だが、悲しいことに「なでしこ」は誤解されている。
近所の男子小学生が、前を歩く女子グループを指差してしゃべっていた。

少年A  「あ、なでしこジャパンだ」
少年B  「あいつらマジきもい」
みんなで「なでしこー!なでしこー!」
少年C  「あ、こっち見た」

「なでしこ」が不細工の代名詞になっている。会社や学校、合コン等で「なでしこジャパン」は隠語になっていくのか。

なでしこジャパン最大の強敵は、自らの愛称である。「なでしこ」というネーミングは、誰をターゲットとしているか知らないが邪魔だ。バレーみたいなジャニーズまみれのアイドル化ねらいを避けて、ストイックに行ってほしい。

わからないのが、ターゲットだ。一体、誰が熱心に女子サッカーを観に行くんだろうか。おっさん?マニア?サッカーファン?それとも女の子?そこらへんが混濁してるから、テレビも売りようがない気がする。世界バレーみたいにしちまうのが分かりやすいんだろうけど。無理があるよなあ。試合前にスタジアムでジャニーズが歌ったらと思うとゾッとする。敵国に訴えられて、FIFAから賠償金とか取られそうだ。

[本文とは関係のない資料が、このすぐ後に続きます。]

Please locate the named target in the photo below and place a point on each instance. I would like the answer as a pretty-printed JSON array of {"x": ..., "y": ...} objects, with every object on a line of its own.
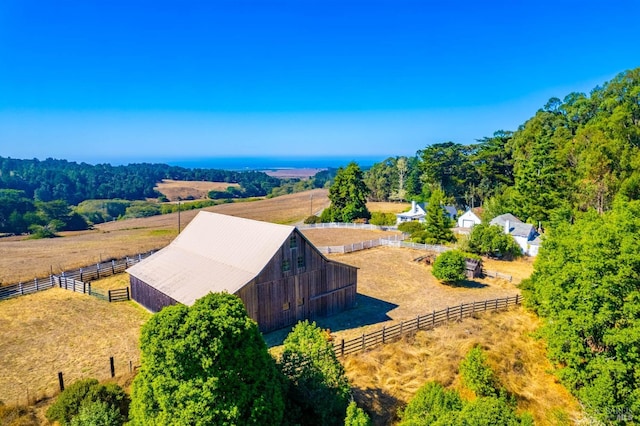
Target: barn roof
[{"x": 214, "y": 253}]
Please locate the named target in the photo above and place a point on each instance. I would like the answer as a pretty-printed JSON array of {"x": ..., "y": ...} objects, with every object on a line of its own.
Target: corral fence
[
  {"x": 423, "y": 322},
  {"x": 364, "y": 226},
  {"x": 78, "y": 280}
]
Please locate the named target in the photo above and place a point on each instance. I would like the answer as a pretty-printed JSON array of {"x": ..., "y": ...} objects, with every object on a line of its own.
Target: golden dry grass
[
  {"x": 23, "y": 259},
  {"x": 58, "y": 330},
  {"x": 387, "y": 377},
  {"x": 183, "y": 189}
]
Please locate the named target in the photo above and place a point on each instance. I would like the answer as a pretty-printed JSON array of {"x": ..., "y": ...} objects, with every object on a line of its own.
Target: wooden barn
[{"x": 279, "y": 275}]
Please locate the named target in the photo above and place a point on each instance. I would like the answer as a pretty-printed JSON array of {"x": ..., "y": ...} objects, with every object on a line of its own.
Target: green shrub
[
  {"x": 476, "y": 373},
  {"x": 68, "y": 402},
  {"x": 382, "y": 219},
  {"x": 312, "y": 219},
  {"x": 450, "y": 266},
  {"x": 356, "y": 416},
  {"x": 89, "y": 392}
]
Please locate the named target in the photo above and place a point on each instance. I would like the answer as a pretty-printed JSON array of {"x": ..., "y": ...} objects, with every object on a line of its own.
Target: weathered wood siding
[
  {"x": 148, "y": 296},
  {"x": 298, "y": 283}
]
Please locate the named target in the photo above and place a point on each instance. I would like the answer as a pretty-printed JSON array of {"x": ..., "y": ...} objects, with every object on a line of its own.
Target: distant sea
[{"x": 274, "y": 163}]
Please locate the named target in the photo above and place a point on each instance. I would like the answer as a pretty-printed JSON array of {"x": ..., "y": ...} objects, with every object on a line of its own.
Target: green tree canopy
[
  {"x": 348, "y": 196},
  {"x": 586, "y": 284},
  {"x": 318, "y": 387},
  {"x": 203, "y": 365},
  {"x": 450, "y": 266}
]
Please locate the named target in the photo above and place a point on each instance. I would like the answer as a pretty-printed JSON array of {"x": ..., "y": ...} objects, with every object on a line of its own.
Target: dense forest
[{"x": 573, "y": 155}]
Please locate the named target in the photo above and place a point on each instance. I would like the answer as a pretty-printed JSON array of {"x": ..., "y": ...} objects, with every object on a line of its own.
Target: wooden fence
[
  {"x": 424, "y": 322},
  {"x": 81, "y": 276}
]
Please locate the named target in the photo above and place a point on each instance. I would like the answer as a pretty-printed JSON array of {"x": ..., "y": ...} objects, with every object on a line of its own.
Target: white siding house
[
  {"x": 524, "y": 233},
  {"x": 468, "y": 219}
]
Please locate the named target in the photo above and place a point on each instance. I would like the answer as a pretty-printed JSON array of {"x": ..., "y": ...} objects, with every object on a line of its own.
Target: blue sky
[{"x": 122, "y": 81}]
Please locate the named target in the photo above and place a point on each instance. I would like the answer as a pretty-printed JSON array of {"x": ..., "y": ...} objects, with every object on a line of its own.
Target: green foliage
[
  {"x": 432, "y": 404},
  {"x": 318, "y": 389},
  {"x": 382, "y": 219},
  {"x": 312, "y": 219},
  {"x": 205, "y": 364},
  {"x": 348, "y": 196},
  {"x": 450, "y": 266},
  {"x": 97, "y": 413},
  {"x": 586, "y": 285},
  {"x": 476, "y": 373},
  {"x": 90, "y": 398},
  {"x": 412, "y": 228},
  {"x": 490, "y": 240},
  {"x": 356, "y": 416},
  {"x": 438, "y": 227}
]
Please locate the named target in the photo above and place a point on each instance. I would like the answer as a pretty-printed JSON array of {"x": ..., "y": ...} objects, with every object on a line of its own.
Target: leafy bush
[
  {"x": 477, "y": 375},
  {"x": 318, "y": 389},
  {"x": 411, "y": 228},
  {"x": 490, "y": 240},
  {"x": 450, "y": 266},
  {"x": 312, "y": 219},
  {"x": 356, "y": 416},
  {"x": 382, "y": 219}
]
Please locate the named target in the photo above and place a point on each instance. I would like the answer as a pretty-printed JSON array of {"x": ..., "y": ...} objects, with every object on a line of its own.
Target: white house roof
[
  {"x": 517, "y": 228},
  {"x": 214, "y": 253}
]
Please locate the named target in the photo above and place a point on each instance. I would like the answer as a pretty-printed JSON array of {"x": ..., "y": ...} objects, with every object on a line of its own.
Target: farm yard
[{"x": 57, "y": 330}]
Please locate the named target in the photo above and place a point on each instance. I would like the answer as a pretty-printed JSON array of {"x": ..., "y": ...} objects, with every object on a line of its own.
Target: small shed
[
  {"x": 473, "y": 268},
  {"x": 280, "y": 275}
]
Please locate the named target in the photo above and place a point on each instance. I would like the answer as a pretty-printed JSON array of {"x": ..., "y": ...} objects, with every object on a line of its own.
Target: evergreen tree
[
  {"x": 203, "y": 365},
  {"x": 348, "y": 196}
]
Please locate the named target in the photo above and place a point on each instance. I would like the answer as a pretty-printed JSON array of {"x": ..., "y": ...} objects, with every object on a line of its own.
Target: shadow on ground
[{"x": 368, "y": 310}]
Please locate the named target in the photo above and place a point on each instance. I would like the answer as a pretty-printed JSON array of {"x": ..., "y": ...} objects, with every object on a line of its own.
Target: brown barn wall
[{"x": 148, "y": 296}]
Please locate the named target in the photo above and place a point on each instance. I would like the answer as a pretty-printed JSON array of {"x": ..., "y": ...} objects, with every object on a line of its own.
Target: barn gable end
[{"x": 280, "y": 276}]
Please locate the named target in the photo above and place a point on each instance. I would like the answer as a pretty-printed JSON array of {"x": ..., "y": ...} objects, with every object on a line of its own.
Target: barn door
[{"x": 302, "y": 296}]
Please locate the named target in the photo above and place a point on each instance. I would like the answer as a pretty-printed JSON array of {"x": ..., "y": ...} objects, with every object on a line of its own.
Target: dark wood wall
[
  {"x": 313, "y": 286},
  {"x": 148, "y": 296},
  {"x": 298, "y": 283}
]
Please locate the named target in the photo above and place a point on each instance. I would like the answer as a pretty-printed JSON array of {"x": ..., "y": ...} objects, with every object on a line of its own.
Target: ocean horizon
[{"x": 274, "y": 163}]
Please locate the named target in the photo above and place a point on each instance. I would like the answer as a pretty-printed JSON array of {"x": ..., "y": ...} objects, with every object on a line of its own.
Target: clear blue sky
[{"x": 122, "y": 81}]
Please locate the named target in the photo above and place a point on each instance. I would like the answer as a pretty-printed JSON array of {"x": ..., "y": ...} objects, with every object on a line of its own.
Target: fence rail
[
  {"x": 424, "y": 322},
  {"x": 82, "y": 275}
]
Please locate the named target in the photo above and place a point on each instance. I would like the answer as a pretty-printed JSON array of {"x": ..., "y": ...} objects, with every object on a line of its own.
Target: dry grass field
[
  {"x": 176, "y": 190},
  {"x": 58, "y": 330},
  {"x": 386, "y": 377}
]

女子サッカーは観ていて面白いんだけどなぁ。コンタクトが少ないぶん、見ていてファンタジーを感じる。ラリーが続かない男子テニスより女子テニスが面白いように、女子ならではの軽やかなスペクタクルがある。下手すりゃ男子代表より楽しめる。だから、既存のサッカーファン狙いでいいんじゃないかな。もう、顔はあきらめようよ。

でも、ハーフの選手とか出てきたら、シャラポアクラスが登場して、たった美人ひとりで「なでしこ」を取り巻く世界が変わるかも。全国の女子サッカー部から美人度が底上げされたりしそうだ。やっぱりプレーの華と見た目の華がいないと駄目なんだろうな。サッカーはメジャーでも、女子サッカーはマイナースポーツだから。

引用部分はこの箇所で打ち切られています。